À l'insu de la nuit by Rosetta Loy

À l'insu de la nuit by Rosetta Loy

Auteur:Rosetta Loy [Loy, Rosetta]
La langue: fra
Format: epub
ISBN: 2743614439
Éditeur: Rivages
Publié: 0101-01-31T23:00:00+00:00


Hôtel Paradis

L’hôtel s’appelait Paradis, devant il y avait une place carrée avec des arbres et des bancs en fer forgé, des petits rideaux de dentelle blanche étaient accrochés aux fenêtres. Un hôtel de seconde, troisième catégorie peut-être, avec des moineaux qui becquetaient sous les arbres et une entrée à demi obscure traversée par un tapis de toile grossière. « Je ne comprends pas ce que tu as à toujours le regarder », avait dit l’homme. Eux, ils étaient à l’Hôtel Régina et le garçon en particulier avait une belle chambre qui donnait sur le monument à Jeanne d’Arc, et chaque matin il pouvait manger des croissants encore chauds en regardant la pucelle d’Orléans étinceler dans le soleil.
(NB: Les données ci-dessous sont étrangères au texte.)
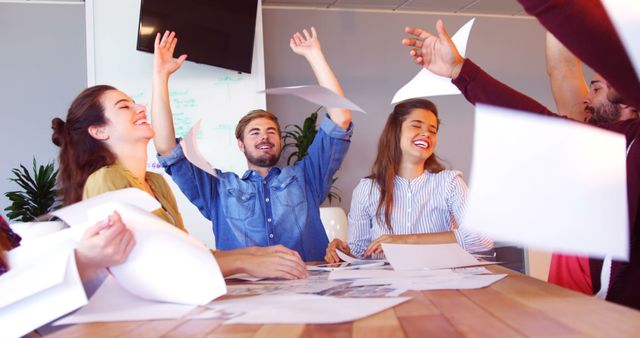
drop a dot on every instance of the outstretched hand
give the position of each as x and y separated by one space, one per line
306 43
163 61
436 53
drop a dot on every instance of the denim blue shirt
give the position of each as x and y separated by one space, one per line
280 208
Irene marchait devant et s’était penchée dans l’entrée, ses cheveux étaient courts et noirs et ses épaules étaient larges, tandis que le reste de son corps descendait en s’amenuisant dans sa robe de soie grise, les hanches à peine esquissées. Elle s’était retournée et lui avait souri. « Cent francs, avait-elle dit, la chambre pour deux coûte cent francs. » Elle se balançait sur ses talons et son regard se levait avec curiosité vers les petits rideaux de dentelle.

« Paradis », murmurait doucement le garçon ; et il sentait en même temps que son sourire le frôlait puis s’en allait, pour revenir encore une dernière fois tandis qu’elle s’approchait de son mari et posait la main sur son épaule dans un geste d’affection et de confiance. Ses yeux gris, d’une mélancolie impénétrable, suivaient à présent le vol des moineaux et elle parlait de la couleur du ciel de Paris, si changeant et si riche en nuances.
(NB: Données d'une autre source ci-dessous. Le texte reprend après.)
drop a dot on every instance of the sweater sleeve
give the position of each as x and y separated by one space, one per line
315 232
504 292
Ensuite ils avaient coupé par l’escalier qui arrive sur les boulevards et le garçon était resté derrière à lire les affiches de l’exposition des Invalides, en réalité pour la regarder descendre de cette démarche décidée, juvénile, les épaules droites. Et puis sur les dernières marches elle s’était retournée, impatiente. « Alors qu’est-ce que tu fais, tu ne viens pas ? »

La France se préparait à la guerre par une grande exposition sur la Sécurité nationale : sacs de sable et masques antigaz au milieu desquels était passé le président Daladier, rassurant. Une guerre pour la défense de la démocratie et de ses valeurs. « Inévitable ? » avait demandé le garçon, et prenant un casque pour la protection des civils il l’avait mis sur sa tête comme si c’était un chapeau melon. « Oh, n’employons pas ce mot… » L’homme avait regardé le garçon, tous ces cheveux qui débordaient de sous le casque : il ne trouvait pas du tout ça amusant. Elle au contraire, elle avait ri. Et puis elle s’était arrêtée. « Moi, tout ça me déprime, je m’en vais. — Où ça ? avait-il demandé — Là, dans les environs. » Le garçon avait remis le casque en place, d’un seul coup l’intérêt était tombé : et ce grand vent de liberté qu’il aurait dû respirer à Paris redevenait ce nœud coulant qui tantôt le tirait par-ci, tantôt le tirait par-là, le cœur battant.